I now have two on shavings as I used to have liveries. When they left I moved one of my other horses down into the stable next to her to keep her company. He is also on shavings to help her out breathing wise.

It's all new to me......I have used our own very good quality barley straw for years. I'd go as far as to say it's less dusty than the shavings, but I was still asked to take her off it.

Seems the Oil Seed Rape chopped straw is the way to go....although I didn't get a price for that. 

Any ideas how much per bale it is martlin, seeing as you use it?


----------



## martlin (13 May 2009)

I don't use it at the moment, but couple of months ago when I bought a pallet it was £5.50 + VAT per bag, a pallet is only 30 bales and obviously the more you order the cheaper it gets.
I found it also more efficient than shavings.


----------



## Patches (13 May 2009)

The company we're hoping to buy from sells in pallets of 35. Their traditional shavings are £5.50 plus VAT, so I'm hoping this will be a bit cheaper.

Chopped Wheat Straw was £3.50 +VAT.


----------



## the watcher (14 May 2009)

Wow, prices are so much lower around your way!

I have been using chopped rape straw for a couple of years now, and have tried just about everything over the years. I deep litter it and find it works really well with minimal smell


----------



## alsxx (14 May 2009)

I use chopped rape straw (Bliss) and really like it.

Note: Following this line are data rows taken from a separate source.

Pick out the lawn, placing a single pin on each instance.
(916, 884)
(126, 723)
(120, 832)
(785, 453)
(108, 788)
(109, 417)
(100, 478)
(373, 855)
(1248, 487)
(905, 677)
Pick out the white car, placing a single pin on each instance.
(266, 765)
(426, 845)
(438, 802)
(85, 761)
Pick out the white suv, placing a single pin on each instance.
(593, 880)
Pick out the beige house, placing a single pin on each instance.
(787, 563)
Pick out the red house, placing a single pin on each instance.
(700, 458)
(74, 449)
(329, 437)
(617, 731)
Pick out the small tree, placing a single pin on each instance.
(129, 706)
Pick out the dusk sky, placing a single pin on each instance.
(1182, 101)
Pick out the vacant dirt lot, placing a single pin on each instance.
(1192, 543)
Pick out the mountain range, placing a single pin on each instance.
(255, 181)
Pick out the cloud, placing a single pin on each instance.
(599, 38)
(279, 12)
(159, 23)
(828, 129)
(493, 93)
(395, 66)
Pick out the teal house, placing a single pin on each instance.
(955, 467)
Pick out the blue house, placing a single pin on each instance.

Would definately recommend.


----------



## miller (14 May 2009)

Use double dust extracted chopped straw on rubber mats (previously had a full be of it) at £4 per bale

I love it with my clean gelding but OH doesn't like it so much with a messy mare who wee's everywhere - he preferred shavings or Laysoft


----------



## HayleyandBob (15 May 2009)

i love it, smells good to !


----------